The new exhibit, “Three Sides to a Sheet of Paper,” showcases 80 prints from the museum’s extensive gallery of around 8,000 prints.
“The idea of the exhibit is to show off the riches of what is the largest and one of the finest parts of the museum collection, that is the collection of prints,” said Timothy Riggs, curator of collections for the Ackland.
The exhibit features prints from artists such as Picasso, Rembrandt, Liechtenstein and Goya. The prints date between the years 1482 and 2002.
“Three Sides to a Sheet of Paper” features a variety of art, including pop art, renaissance art and magazine covers.
“It’s partly to show that this is a major medium,” said Riggs. “When we think about art museums and art we think about paintings and sculptures. When we think about prints, we think of a poster shop.
“The fact is prints are everything and everywhere.”
In addition to the new exhibit, this year marks the 150th birthday of museum benefactor William Hayes Ackland.
In celebration, the museum started a late-night art viewing program called ‘Art After Dark’ that allows patrons access to the museum until 9 p.m.
The first program is Sept. 9 and will include a birthday cake and live music.

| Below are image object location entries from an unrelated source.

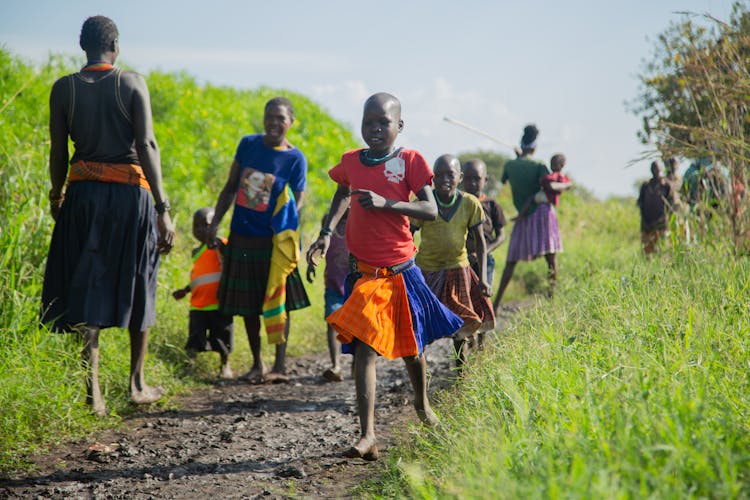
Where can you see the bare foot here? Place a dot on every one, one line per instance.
(256, 375)
(98, 408)
(333, 375)
(146, 395)
(275, 377)
(226, 372)
(427, 416)
(366, 448)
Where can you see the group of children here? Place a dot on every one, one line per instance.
(382, 296)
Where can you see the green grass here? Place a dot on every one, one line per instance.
(198, 127)
(631, 383)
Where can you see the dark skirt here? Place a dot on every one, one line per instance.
(220, 330)
(535, 235)
(102, 262)
(460, 291)
(244, 277)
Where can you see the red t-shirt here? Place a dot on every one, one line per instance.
(381, 237)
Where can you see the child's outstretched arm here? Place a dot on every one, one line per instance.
(494, 243)
(477, 233)
(339, 204)
(178, 294)
(560, 186)
(424, 207)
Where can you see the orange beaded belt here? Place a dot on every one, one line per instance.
(121, 173)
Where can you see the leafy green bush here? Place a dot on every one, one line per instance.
(631, 383)
(198, 128)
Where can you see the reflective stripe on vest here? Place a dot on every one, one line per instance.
(204, 279)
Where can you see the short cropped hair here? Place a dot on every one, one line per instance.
(98, 33)
(281, 101)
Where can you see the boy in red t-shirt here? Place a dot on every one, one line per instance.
(390, 311)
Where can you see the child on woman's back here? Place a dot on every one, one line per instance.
(444, 261)
(555, 183)
(390, 310)
(337, 269)
(475, 179)
(204, 303)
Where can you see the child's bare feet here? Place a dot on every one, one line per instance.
(366, 448)
(256, 375)
(98, 408)
(226, 372)
(427, 416)
(275, 377)
(333, 374)
(146, 395)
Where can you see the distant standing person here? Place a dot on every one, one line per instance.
(654, 202)
(390, 311)
(264, 167)
(672, 178)
(475, 180)
(555, 183)
(535, 232)
(104, 255)
(203, 288)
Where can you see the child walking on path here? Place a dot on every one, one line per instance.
(204, 301)
(654, 202)
(444, 261)
(337, 268)
(555, 183)
(535, 232)
(390, 310)
(265, 169)
(475, 179)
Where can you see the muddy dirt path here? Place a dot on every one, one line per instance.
(236, 440)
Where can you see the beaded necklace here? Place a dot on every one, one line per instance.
(97, 66)
(365, 157)
(447, 205)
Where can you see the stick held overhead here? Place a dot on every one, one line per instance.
(480, 132)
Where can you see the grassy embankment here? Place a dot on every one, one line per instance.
(631, 383)
(198, 128)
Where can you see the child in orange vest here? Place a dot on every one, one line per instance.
(204, 303)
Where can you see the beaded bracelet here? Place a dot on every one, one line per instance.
(162, 207)
(55, 198)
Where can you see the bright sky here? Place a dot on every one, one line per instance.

From that date on, the museum will be open until 9 p.m. on the second Friday of every month.
The museum has an interesting history.
William Hayes Ackland originally sent his estate to Duke University, but only on the stipulation that he be buried in the museum. The university rejected his offer and after a long legal battle the Ackland Art Museum opened its doors on the UNC campus in 1958.

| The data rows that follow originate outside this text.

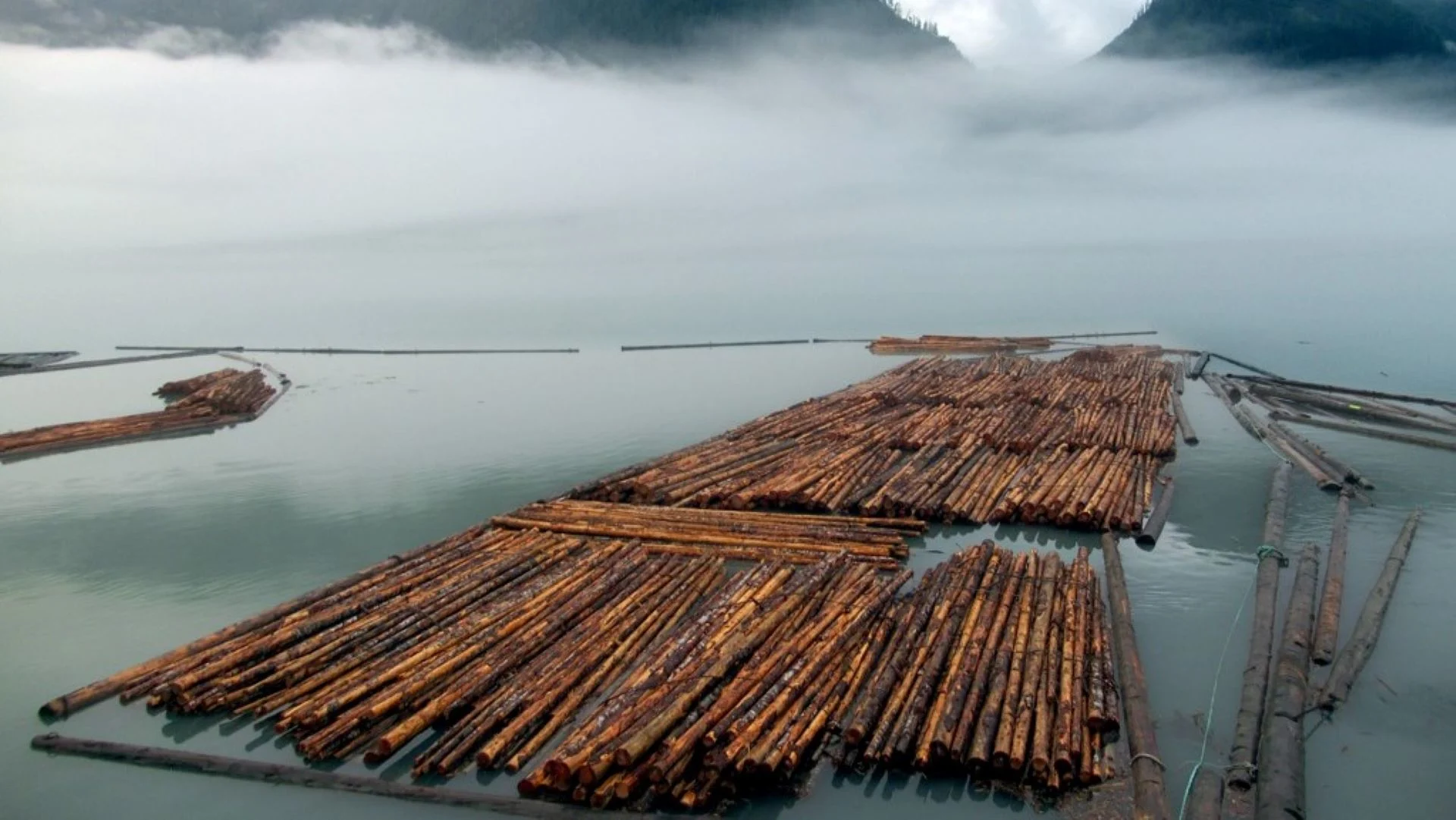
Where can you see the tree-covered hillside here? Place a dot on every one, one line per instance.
(1283, 33)
(484, 25)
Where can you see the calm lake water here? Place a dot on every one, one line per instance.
(366, 200)
(118, 554)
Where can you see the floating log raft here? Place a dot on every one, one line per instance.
(27, 360)
(817, 536)
(996, 664)
(1372, 617)
(498, 634)
(207, 402)
(1074, 443)
(1149, 796)
(1363, 430)
(932, 344)
(178, 353)
(731, 704)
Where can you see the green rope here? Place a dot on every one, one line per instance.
(1207, 724)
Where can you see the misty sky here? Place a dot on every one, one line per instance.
(1027, 31)
(384, 168)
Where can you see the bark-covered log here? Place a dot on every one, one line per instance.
(1149, 796)
(1280, 791)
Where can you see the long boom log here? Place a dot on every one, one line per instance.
(1149, 796)
(1367, 628)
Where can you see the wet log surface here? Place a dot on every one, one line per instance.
(1149, 796)
(1280, 791)
(1245, 750)
(1074, 443)
(202, 404)
(1360, 646)
(1327, 625)
(180, 761)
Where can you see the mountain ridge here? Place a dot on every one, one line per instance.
(592, 28)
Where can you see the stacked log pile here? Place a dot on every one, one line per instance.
(937, 344)
(753, 536)
(737, 699)
(1075, 443)
(210, 401)
(996, 664)
(500, 634)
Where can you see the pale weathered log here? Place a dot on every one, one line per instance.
(1149, 796)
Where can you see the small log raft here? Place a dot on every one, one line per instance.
(204, 404)
(1327, 630)
(1074, 443)
(934, 344)
(1149, 796)
(1372, 617)
(1245, 750)
(733, 530)
(1280, 791)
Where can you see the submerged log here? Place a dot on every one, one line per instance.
(1188, 433)
(1153, 528)
(1245, 750)
(1149, 796)
(1280, 793)
(180, 761)
(1327, 631)
(1372, 617)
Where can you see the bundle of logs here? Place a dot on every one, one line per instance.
(996, 664)
(197, 405)
(737, 699)
(1075, 443)
(748, 536)
(682, 685)
(500, 634)
(934, 344)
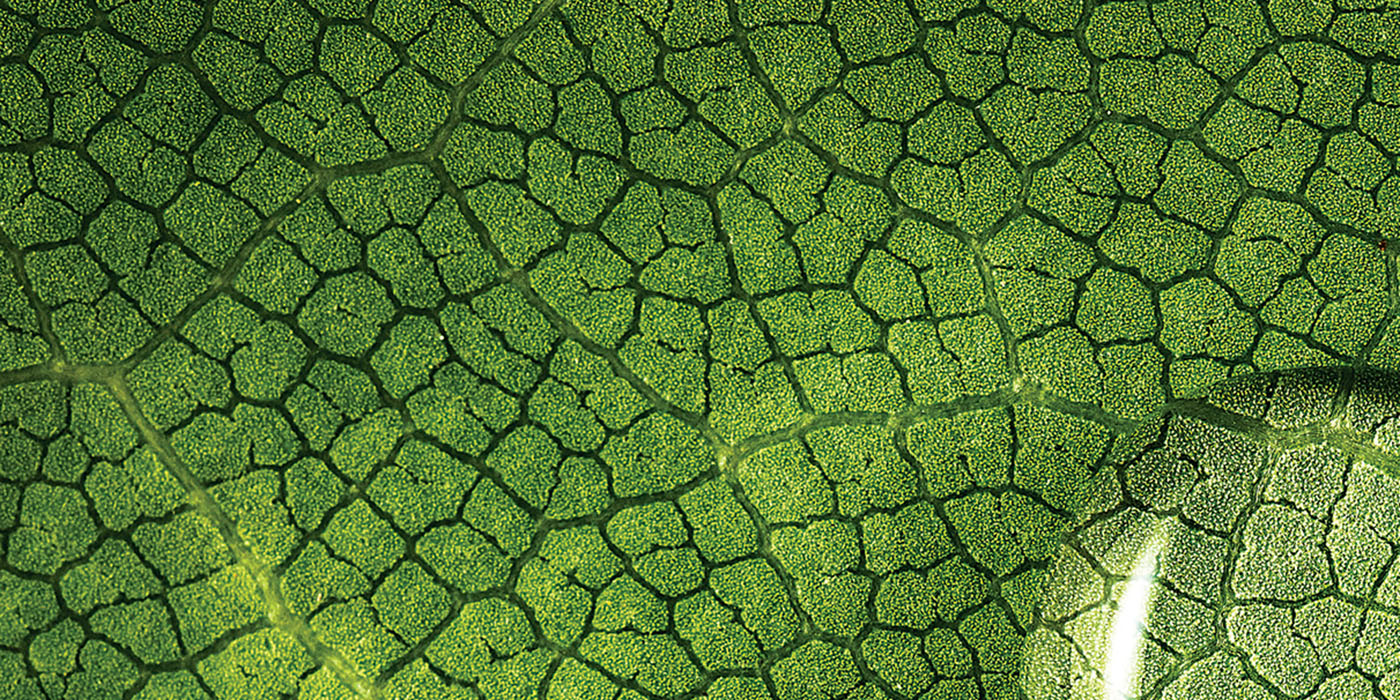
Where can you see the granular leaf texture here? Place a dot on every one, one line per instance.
(693, 349)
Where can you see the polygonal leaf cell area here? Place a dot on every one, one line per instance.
(696, 349)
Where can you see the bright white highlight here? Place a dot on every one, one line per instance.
(1120, 667)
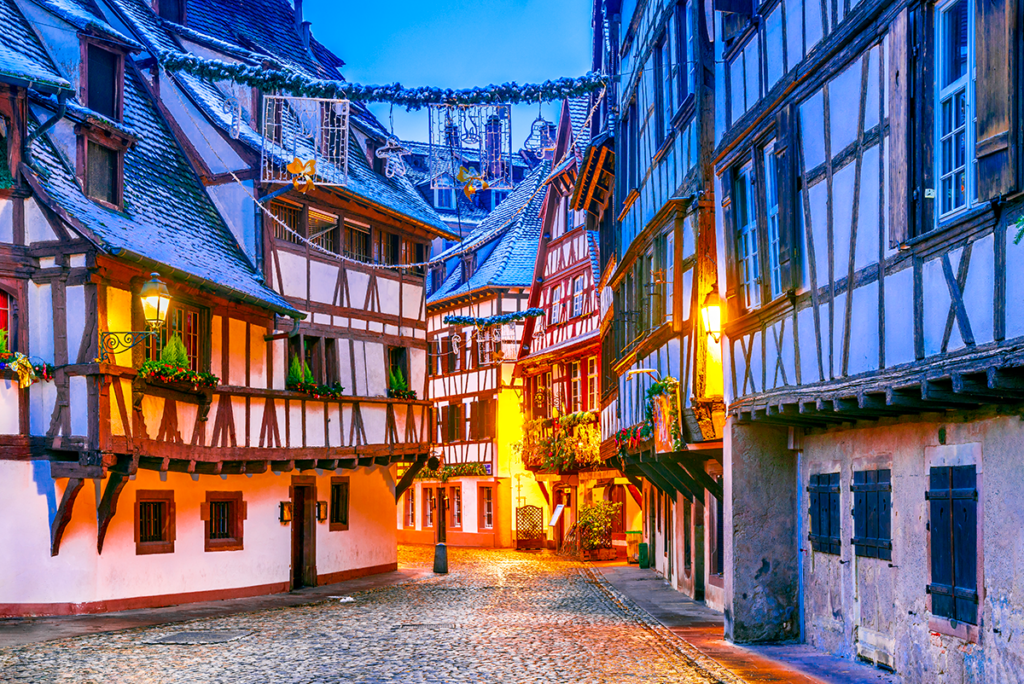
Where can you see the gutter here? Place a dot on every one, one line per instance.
(203, 283)
(48, 124)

Museum officials said the “Art After Dark” programs aim to make the Ackland a destination for those who work during the day or who are busy during daytime hours.
“We really want to encourage socialization at the Ackland,” said Maria Gloeggler, director of communications.
Along with new signs to make the galleries easier to navigate, the Ackland plans to print a monthly gallery guide that will give patrons a better understanding of the museum and keep them up to date about the rotating array of exhibits.